NATIONAL BUREAU OF ECONOMIC RESEARCH
NATIONAL BUREAU OF ECONOMIC RESEARCH

Reforming Social Security With Progressive Personal Accounts


The Personal Annuitized Average Wage Security [would be] designed to satisfy both those who want a system that redistributes wealth and shares intergenerational risk, and those who want a self-balancing system that encourages individual ownership of retirement benefits that cannot be revoked by a future government.

In Reforming Social Security with Progressive Personal Accounts (NBER Working Paper No. 13979), John Geanakopolos and Stephen Zeldes describe a new type of financial security, the Personal Annuitized Average Wage (PAAW) security, which could play an integral role in future Social Security reforms. The authors observe that some participants in the Social Security policy debate want to retain a defined benefit type of Social Security program, similar to the current system, because they are attracted to its redistributive features and the possibility of intergenerational risk sharing. Other participants in this debate prefer a defined contribution system of personal accounts, with individuals holding marketed assets, because the ready valuation of these accounts facilitates rational retirement planning and because it is difficult for the Government to retract benefit commitments when individuals own the assets in their accounts. The authors suggest that PAAW securities offer a means to secure the objectives of both of these groups. "PAAWs define benefits and achieve risk sharing across generations, … yet [they] can be held in personal accounts with market valuations." These securities are thus designed to satisfy both those who want a system that redistributes wealth and shares intergenerational risk, and those who want a self-balancing system that encourages individual ownership of retirement benefits that cannot be revoked by a future government.
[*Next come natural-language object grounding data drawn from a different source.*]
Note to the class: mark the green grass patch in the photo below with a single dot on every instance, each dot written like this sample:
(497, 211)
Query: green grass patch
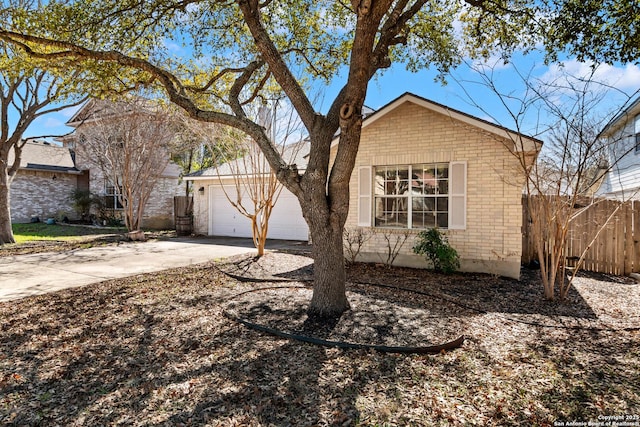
(41, 231)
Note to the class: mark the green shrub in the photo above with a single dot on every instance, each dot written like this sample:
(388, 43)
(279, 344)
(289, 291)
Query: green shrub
(435, 246)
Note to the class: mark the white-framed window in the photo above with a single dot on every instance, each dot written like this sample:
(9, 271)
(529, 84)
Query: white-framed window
(416, 196)
(636, 133)
(111, 196)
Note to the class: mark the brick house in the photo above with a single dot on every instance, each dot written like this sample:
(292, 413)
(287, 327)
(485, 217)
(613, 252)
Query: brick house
(42, 186)
(420, 165)
(49, 173)
(622, 135)
(158, 212)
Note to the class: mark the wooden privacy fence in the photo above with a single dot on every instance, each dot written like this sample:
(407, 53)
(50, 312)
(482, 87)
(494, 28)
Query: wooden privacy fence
(616, 250)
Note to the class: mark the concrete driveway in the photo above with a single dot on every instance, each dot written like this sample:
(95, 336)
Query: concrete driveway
(26, 275)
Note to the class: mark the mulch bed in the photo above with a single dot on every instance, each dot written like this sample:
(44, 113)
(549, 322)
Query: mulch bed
(157, 349)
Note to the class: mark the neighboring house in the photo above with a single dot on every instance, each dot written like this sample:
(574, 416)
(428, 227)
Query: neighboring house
(420, 165)
(159, 209)
(43, 185)
(622, 180)
(214, 215)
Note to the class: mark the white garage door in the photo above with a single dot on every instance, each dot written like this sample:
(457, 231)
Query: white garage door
(286, 221)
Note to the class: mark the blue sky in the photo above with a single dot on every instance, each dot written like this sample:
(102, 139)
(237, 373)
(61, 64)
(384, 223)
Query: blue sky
(396, 81)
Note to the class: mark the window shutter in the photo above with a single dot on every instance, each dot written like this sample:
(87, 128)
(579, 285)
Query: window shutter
(364, 196)
(458, 196)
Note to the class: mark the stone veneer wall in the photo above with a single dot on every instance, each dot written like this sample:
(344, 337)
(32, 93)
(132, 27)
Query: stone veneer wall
(35, 193)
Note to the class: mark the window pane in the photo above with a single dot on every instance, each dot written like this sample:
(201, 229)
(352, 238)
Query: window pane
(443, 171)
(391, 212)
(443, 220)
(442, 204)
(443, 186)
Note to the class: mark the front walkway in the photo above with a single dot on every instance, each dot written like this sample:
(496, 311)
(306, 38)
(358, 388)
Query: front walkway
(25, 275)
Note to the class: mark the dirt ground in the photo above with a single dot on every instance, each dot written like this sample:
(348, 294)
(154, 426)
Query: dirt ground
(161, 349)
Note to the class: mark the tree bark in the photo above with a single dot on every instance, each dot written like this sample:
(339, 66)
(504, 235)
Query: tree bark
(329, 275)
(6, 232)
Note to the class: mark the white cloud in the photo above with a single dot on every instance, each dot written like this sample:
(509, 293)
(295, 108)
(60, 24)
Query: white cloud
(622, 78)
(69, 112)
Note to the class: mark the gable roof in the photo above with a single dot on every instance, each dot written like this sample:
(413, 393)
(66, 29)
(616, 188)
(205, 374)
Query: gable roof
(529, 144)
(293, 154)
(38, 155)
(622, 118)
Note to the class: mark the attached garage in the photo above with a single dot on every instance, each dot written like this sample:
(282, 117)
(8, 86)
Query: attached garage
(286, 221)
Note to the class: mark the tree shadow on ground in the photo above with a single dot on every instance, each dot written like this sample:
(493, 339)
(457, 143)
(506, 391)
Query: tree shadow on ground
(476, 291)
(107, 355)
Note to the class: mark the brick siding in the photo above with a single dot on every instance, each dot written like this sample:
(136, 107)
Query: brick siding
(409, 134)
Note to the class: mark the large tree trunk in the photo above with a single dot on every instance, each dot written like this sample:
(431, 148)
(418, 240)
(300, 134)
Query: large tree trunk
(329, 275)
(6, 233)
A PAAW security would pay its holder one inflation-corrected dollar for every year of life after retirement age, multiplied by the economy-wide average wage at the time he or she retires. The authors suggest that PAAW securities could be issued in exchange for making Social Security tax payments. Individuals with low lifetime income to date could have their tax payments augmented by a government match, while individuals with high lifetime incomes would receive smaller or negative matches. An increase in a worker's relative earnings, and the higher tax payments that go with it, would generate more PAAW securities for this worker's account.
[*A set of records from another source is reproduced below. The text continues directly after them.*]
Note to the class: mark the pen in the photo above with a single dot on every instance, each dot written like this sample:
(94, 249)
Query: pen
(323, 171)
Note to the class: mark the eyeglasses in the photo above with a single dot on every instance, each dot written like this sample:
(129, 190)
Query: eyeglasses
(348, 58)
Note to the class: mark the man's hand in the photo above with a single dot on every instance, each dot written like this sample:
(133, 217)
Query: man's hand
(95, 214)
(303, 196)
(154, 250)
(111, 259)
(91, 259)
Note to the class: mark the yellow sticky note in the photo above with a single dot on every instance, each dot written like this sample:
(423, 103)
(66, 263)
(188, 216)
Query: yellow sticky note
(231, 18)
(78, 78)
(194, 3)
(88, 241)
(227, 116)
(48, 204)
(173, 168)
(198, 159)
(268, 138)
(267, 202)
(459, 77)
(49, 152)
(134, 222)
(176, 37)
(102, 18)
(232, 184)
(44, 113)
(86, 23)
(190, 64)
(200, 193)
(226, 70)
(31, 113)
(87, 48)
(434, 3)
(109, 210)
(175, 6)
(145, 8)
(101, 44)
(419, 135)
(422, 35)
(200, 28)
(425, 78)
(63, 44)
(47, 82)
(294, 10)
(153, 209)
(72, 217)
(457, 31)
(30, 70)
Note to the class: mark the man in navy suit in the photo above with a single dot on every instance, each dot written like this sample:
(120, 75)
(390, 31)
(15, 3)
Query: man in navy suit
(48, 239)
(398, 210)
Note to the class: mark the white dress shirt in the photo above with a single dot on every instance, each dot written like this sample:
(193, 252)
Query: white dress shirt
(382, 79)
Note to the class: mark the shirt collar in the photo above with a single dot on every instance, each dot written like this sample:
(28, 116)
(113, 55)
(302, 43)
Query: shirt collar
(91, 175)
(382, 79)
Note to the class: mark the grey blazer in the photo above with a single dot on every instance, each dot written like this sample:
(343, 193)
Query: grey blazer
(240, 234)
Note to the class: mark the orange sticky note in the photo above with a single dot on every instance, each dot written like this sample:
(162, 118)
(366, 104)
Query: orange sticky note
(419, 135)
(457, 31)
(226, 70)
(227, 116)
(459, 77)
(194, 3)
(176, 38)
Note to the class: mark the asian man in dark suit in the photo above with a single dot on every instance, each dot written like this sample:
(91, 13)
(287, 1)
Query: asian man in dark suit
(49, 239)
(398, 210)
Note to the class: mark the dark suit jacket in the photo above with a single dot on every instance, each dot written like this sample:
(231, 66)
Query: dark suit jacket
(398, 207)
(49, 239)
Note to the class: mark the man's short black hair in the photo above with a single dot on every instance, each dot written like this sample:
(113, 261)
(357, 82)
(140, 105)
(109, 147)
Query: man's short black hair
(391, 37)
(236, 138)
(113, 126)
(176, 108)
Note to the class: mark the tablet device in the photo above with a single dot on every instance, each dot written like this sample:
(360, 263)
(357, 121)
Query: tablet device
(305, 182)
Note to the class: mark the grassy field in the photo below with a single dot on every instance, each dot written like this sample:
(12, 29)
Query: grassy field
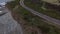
(38, 7)
(35, 21)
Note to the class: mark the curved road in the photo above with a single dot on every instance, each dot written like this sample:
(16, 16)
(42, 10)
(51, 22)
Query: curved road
(8, 25)
(55, 21)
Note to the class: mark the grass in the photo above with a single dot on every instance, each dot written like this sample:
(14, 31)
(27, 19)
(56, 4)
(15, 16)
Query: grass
(37, 7)
(35, 21)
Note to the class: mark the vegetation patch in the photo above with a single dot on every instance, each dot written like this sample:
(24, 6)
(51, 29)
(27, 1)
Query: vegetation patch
(34, 21)
(37, 6)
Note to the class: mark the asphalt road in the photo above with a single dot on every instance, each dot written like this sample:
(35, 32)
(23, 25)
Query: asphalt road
(8, 25)
(50, 19)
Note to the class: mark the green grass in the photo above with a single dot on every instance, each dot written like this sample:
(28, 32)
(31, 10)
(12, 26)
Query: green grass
(37, 7)
(35, 21)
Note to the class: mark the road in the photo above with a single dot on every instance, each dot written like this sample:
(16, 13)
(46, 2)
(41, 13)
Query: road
(50, 19)
(8, 25)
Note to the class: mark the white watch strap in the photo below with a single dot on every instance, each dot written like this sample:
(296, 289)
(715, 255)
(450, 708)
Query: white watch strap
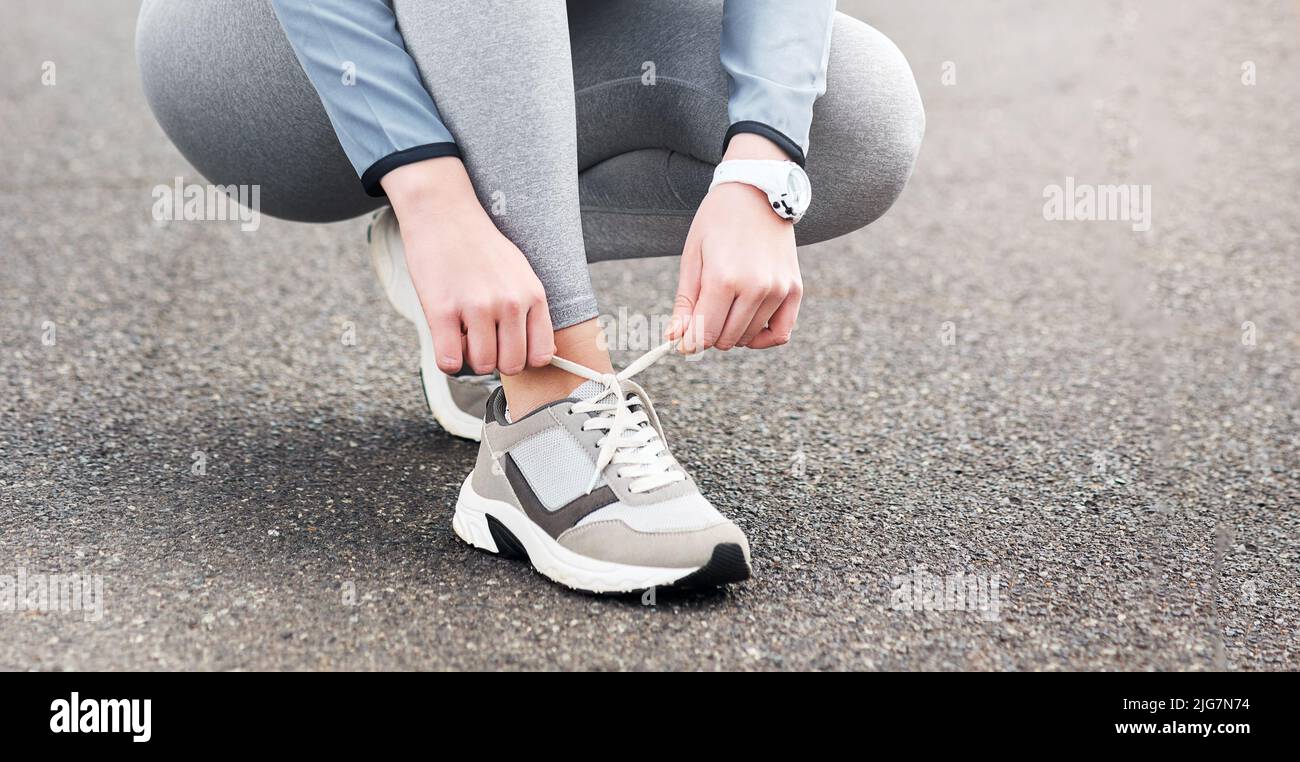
(767, 176)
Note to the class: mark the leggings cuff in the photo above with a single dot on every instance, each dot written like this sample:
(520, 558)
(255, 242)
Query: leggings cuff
(573, 311)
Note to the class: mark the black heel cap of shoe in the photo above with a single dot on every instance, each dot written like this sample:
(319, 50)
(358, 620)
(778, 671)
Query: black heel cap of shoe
(507, 545)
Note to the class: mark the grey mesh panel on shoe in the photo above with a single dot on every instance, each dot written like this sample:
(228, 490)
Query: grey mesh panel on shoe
(555, 464)
(616, 542)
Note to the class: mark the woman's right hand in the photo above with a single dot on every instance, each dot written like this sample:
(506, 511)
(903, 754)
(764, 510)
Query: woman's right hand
(485, 306)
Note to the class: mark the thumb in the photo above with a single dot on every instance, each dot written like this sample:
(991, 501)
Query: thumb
(688, 290)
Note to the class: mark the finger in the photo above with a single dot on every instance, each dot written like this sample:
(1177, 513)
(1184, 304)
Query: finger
(780, 325)
(739, 317)
(482, 342)
(688, 290)
(710, 314)
(761, 316)
(541, 336)
(445, 329)
(511, 340)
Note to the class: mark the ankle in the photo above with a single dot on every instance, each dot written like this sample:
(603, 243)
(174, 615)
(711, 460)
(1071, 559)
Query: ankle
(584, 343)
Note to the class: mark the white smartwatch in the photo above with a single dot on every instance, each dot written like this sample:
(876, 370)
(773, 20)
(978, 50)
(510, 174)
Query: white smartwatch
(785, 183)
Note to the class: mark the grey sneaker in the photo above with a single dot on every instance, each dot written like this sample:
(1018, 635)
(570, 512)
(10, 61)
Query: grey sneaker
(456, 402)
(586, 490)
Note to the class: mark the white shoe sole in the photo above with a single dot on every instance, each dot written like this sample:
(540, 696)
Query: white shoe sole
(549, 557)
(389, 262)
PAAW securities could, in principle, be pooled and then pool shares could be traded in financial markets. For example, every individual could be required to sell a fixed percentage (say 10 percent) of his newly accrued PAAWS into a pool. Limiting individuals to trading a small fraction of their PAAWs would prevent them from putting retirement savings at too great a risk.
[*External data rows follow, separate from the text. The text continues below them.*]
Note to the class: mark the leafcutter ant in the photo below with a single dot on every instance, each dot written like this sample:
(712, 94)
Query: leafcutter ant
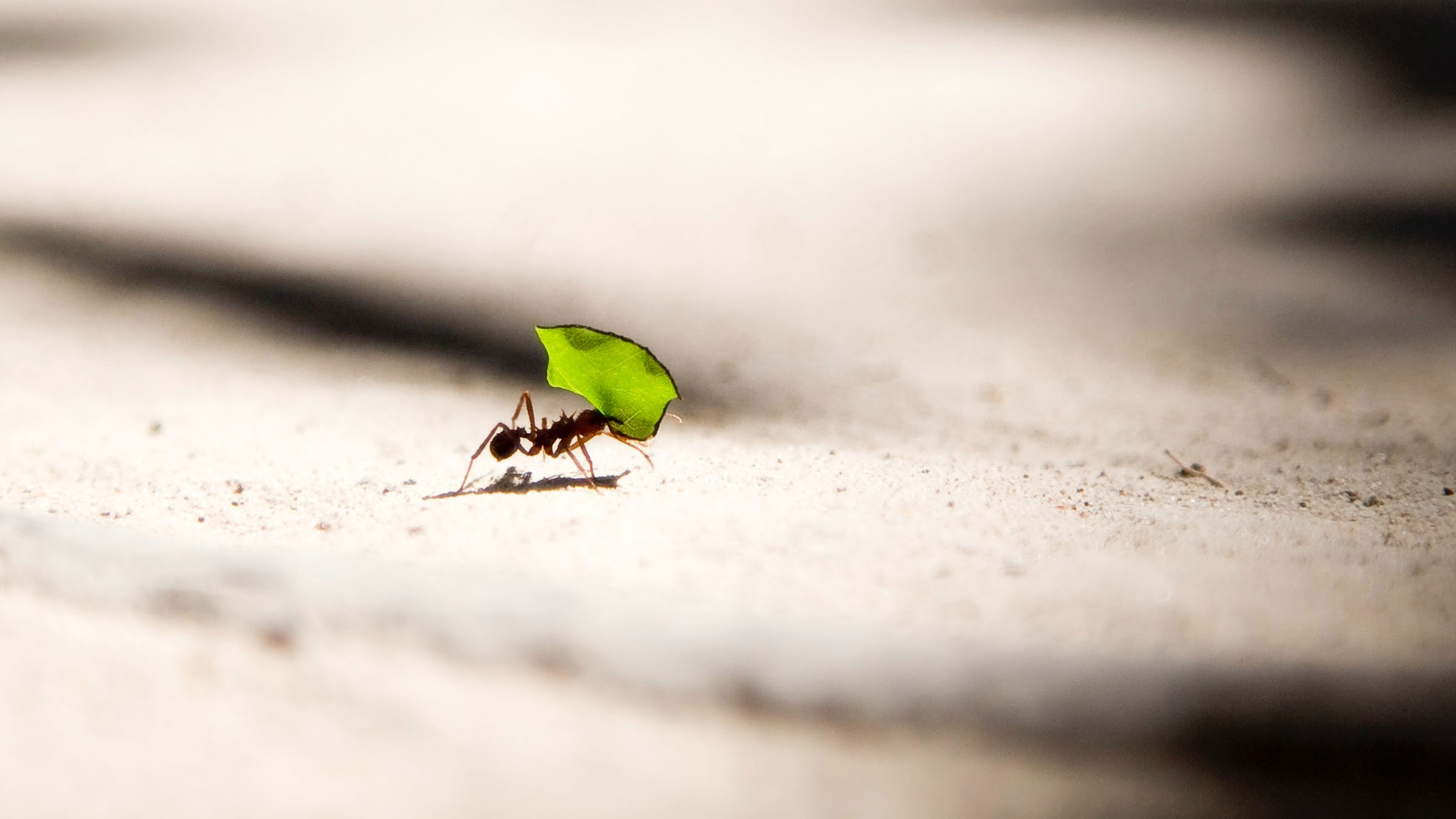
(564, 436)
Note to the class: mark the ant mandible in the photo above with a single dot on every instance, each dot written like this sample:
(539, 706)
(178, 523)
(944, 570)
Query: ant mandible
(552, 439)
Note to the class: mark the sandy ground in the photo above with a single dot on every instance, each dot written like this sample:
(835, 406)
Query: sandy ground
(939, 291)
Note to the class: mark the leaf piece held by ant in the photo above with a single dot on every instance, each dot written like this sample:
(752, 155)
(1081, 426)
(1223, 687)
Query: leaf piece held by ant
(621, 378)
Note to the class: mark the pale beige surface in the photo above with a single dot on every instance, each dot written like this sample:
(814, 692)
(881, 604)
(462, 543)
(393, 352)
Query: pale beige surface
(938, 292)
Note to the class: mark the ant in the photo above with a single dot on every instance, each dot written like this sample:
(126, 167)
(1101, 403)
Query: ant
(551, 437)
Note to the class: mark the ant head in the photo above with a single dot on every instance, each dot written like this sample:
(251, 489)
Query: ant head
(504, 443)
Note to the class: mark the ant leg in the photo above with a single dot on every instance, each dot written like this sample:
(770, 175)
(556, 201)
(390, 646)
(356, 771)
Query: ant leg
(590, 465)
(468, 467)
(592, 477)
(640, 450)
(531, 411)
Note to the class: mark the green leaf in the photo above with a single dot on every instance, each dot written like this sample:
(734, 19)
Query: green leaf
(621, 378)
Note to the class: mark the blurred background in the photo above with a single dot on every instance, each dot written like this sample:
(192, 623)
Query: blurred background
(258, 258)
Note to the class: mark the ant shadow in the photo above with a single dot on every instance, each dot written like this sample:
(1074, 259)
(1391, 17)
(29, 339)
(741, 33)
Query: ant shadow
(517, 483)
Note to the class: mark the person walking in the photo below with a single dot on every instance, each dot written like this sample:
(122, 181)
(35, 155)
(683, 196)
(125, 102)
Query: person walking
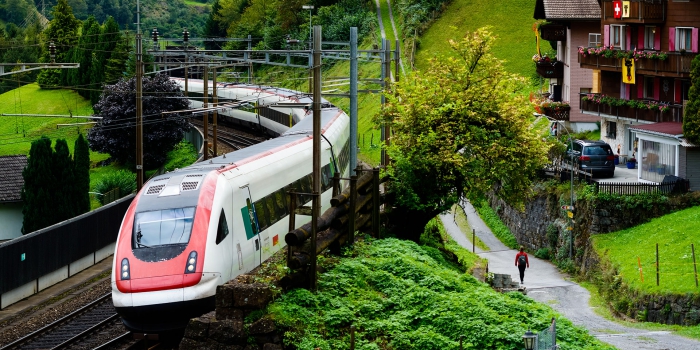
(522, 262)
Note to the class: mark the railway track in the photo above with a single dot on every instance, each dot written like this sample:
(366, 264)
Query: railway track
(85, 328)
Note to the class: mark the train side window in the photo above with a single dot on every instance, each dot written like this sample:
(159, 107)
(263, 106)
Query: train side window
(272, 208)
(261, 211)
(281, 202)
(222, 230)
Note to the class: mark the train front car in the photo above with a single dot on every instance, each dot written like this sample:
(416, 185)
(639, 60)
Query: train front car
(158, 281)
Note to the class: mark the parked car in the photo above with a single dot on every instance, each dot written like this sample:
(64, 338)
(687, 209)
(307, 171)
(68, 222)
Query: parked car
(595, 157)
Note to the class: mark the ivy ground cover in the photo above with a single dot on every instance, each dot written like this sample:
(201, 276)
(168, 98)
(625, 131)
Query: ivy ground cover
(400, 295)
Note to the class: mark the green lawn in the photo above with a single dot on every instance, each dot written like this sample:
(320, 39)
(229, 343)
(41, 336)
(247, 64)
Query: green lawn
(17, 132)
(511, 21)
(674, 233)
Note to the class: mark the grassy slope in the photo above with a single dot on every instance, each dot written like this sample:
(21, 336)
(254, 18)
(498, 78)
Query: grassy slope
(674, 233)
(17, 133)
(511, 20)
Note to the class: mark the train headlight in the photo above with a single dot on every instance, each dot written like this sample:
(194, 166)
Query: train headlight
(125, 271)
(191, 262)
Creating a market for PAAWs would deliver a number of benefits that "notional account" Social Security systems do not offer. The market prices for PAAWs would help households to assess the value of retirement benefits earned under social security. Well-defined property rights, combined with a liquid market for PAAWs, would clarify the financial status of the system, making it more difficult for the government to make stealth adjustments in promised payouts and enabling the government to more easily create a self-balancing system. Finally, tradable PAAW securities also might encourage the further development of annuity and reverse mortgage markets.